The embodiment of the foam cornice 10 depicted in FIG. 1 further includes a front channel 18 which is formed in the front face 15 thereof.  In a manner analogous to the operation of the rear slot 16, the front slot 18 will retain a section of the
fabric F which is tucked into it, thus creating the decorative effect seen in FIG. 1 wherein the fabric tends to puff out of the front slot 18 to create a pleasing, custom appearance.  All of the slots 16,18 terminate in a blind cavity 21 so as to
accommodate excess fabric and to facilitate tucking the fabric in.


The ends 14 of the cornice body 12 of the FIG. 1 embodiment are beveled at a 45.degree.  angle so that a smaller cornice body 12a (typically called a return, projection or depth), similarly beveled, may be fitted thereto.  This arrangement allows
the cornice 10 to extend along the entire length of the curtain rod C and around the corners thereof.
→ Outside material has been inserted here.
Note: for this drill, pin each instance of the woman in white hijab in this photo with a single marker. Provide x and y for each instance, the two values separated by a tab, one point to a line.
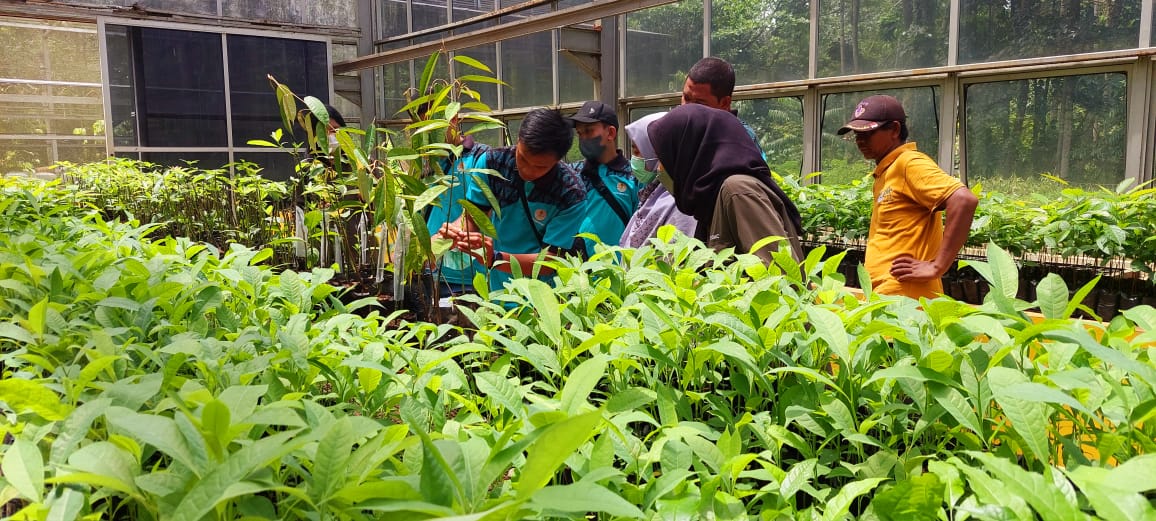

Other configurations of the front surface 15 of the foam cornice 10 of the present invention are possible, such as the configuration depicted in FIG. 6.  In FIG. 6, two front slots 18 are disposed on the front face 15 of the cornice 10 and are
spaced apart.  Furthermore, the shape of the front face 15 as seen in cross section is no longer a simple arch, but has the more complex configuration depicted.  Obviously, the decorative impression created by the cornice of FIG. 6 would be considerably
different from that of the embodiment shown in FIGS. 1 and 2.


Moreover, the provision of one or more front channels 18 allows the user to vary the decorative appearance of the device.  For example, the user may decide either to employ the front slot of the embodiment shown in FIGS. 1 and 2 or not.  Thus,
the user could decide on one occasion to simply ignore the front slot and simply tuck the edges of the fabric into the rear slots 16 to hold them in place prior to insertion into the slot or slots.  By using a fabric strip which is gathered or pleated,
the front slot 18 could come into play; the user could tuck a portion of the fabric into that slot to create the effect shown in FIG. 1.  In the case of the FIG. 6 embodiment, even more possibilities may be realized since the user may employ as many or
as few of the plurality of front slots 18 as desired to create different effects.  Moreover, if the user desires a complete change of appearance, the existing fabric may simply be removed and a new one inserted.  Another decorative effect may be achieved
by using two (or more) pieces of fabric of different colors or textures and inserting them into the appropriate front slots.


Thus, it has been shown that the foam cornice of the present invention provides a simple, inexpensive way of creating a custom window treatment which is particularly easy to install since the fabric covering may be installed onto the cornice
prior to the installation of the cornice onto the curtain rod assembly.  Furthermore, the foam cornice may be easily manufactured in a number of different configurations to please varying consumer tastes.  Furthermore, by providing one or more front
slots, more variation in the appearance of the window treatment may be achieved as explained above.


While the above described invention has been disclosed with reference to certain embodiments and exemplifications thereof, doubtless one skilled in the art may, having had the benefit of the teachings of the present invention, achieve different
design variations without departing from the scope of the present invention.  For example, the rear face and channel of the cornice may be somewhat differently configured than those depicted to engage with window curtain assemblies having different types
and shapes of rods.  For example, a pair of channels could be provided on the back face to receive a pair of spaced apart curtain's rods.  Thus, while the present invention has been described with reference to certain exemplifications and embodiments,
the scope of the present invention is not limited as to what is depicted.  Rather, it defined solely by the claims appended hereto, and all reasonable equivalents thereof.